Obviously there was a hell of a lot that disatisfied me about everything. But at that moment, when he jumped, I did smile.

Yeah, I know. I'm not a nice person.

Re: Going over this thread another time...

Date: 2007-11-29 11:11 pm (UTC)
From: [identity profile] neuralclone.livejournal.com
Hmmm.... but I'd say the whole point of this particular type of story is that the protagonist is redeemed - in fact there seems to be an entire fantasy sub-genre devoted to this from Dickens' A Christmas Carol onwards. (Sorry if that sounds a bit wordy and pretentious, but it's a difficult idea to express.) The not-very-nice (or as John Simm put it, "a bit of a dick") protagonist has some kind of supernatural experience which teaches him the error of his ways. Hollywood (not exactly a bastion of High Art) has done it numerous times over the years. For example, a few of my favourites:

Pleasantville - Dorky boy protagonist learns that life is more complex and interesting than old 50s TV shows; slutty girl protagonist learns that reading can be more satisfying than sex.

Groundhog Day - Nasty Phil the Weatherman is forced to live the same day over until he gets it right and becomes Nice Phil the Weatherman.

Big - Little boy learns that growing up isn't all it's cracked up to be, and there aren't any shortcuts to adulthood.

And yes, I liked all these movies. %-}

Apart from enjoying this particular genre, Sam was the character I identified with - unlike most people who were "Squee! Gene!" It probably has something to do with me being another intorvert who shares some of his character flaws. And I thought - I really thought - that they were setting Sam up to learn from his experiences (what else was all that stuff about feelings and gut instincts?) Instead Matthew Graham let me down badly, and in the process tainted everything which went before. I probably wouldn't be putting it too harshly to say it poisoned something which I'd rather enjoyed before...
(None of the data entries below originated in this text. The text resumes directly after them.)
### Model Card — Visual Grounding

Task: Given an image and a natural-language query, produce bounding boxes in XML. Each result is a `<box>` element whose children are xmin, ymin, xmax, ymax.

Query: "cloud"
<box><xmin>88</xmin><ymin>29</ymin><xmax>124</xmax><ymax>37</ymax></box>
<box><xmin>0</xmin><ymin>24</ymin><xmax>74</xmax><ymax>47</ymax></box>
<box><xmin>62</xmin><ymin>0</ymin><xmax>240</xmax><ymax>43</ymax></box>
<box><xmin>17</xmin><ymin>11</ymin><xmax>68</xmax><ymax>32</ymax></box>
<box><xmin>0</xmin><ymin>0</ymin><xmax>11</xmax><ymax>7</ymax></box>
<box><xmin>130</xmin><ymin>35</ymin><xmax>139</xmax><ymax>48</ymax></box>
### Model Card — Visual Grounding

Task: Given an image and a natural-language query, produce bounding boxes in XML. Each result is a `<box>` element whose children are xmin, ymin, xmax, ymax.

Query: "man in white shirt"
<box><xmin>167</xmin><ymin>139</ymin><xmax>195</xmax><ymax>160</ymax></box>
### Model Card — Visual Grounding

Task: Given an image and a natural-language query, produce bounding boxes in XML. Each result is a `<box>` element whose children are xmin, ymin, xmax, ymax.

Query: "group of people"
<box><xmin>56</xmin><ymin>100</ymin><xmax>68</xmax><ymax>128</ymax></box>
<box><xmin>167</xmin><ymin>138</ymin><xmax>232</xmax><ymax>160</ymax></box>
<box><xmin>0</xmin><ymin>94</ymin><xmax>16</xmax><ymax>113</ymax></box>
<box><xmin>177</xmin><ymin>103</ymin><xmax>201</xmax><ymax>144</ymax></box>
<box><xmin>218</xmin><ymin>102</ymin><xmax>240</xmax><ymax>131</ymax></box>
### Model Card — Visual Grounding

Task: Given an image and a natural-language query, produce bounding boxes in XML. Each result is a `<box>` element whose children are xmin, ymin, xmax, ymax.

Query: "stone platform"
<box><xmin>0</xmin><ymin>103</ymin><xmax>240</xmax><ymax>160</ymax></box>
Re: Going over this thread another time...

Date: 2007-11-30 03:12 am (UTC)
From: [identity profile] hmpf.livejournal.com
>It probably has something to do with me being another intorvert who shares some of his character flaws.

Haha, yes. We should form a club. With Sam as honorary president.

And yeah, I thought everything pointed towards some form of learning/redemptive experience, too. Guess that's what I get for believing too much in conventional storytelling patterns!

Re: Going over this thread another time...

Date: 2007-11-30 03:25 am (UTC)
From: [identity profile] neuralclone.livejournal.com
Some literary conventions exist for a reason. %-} And unless you are a genius, you really, really shouldn't flout them.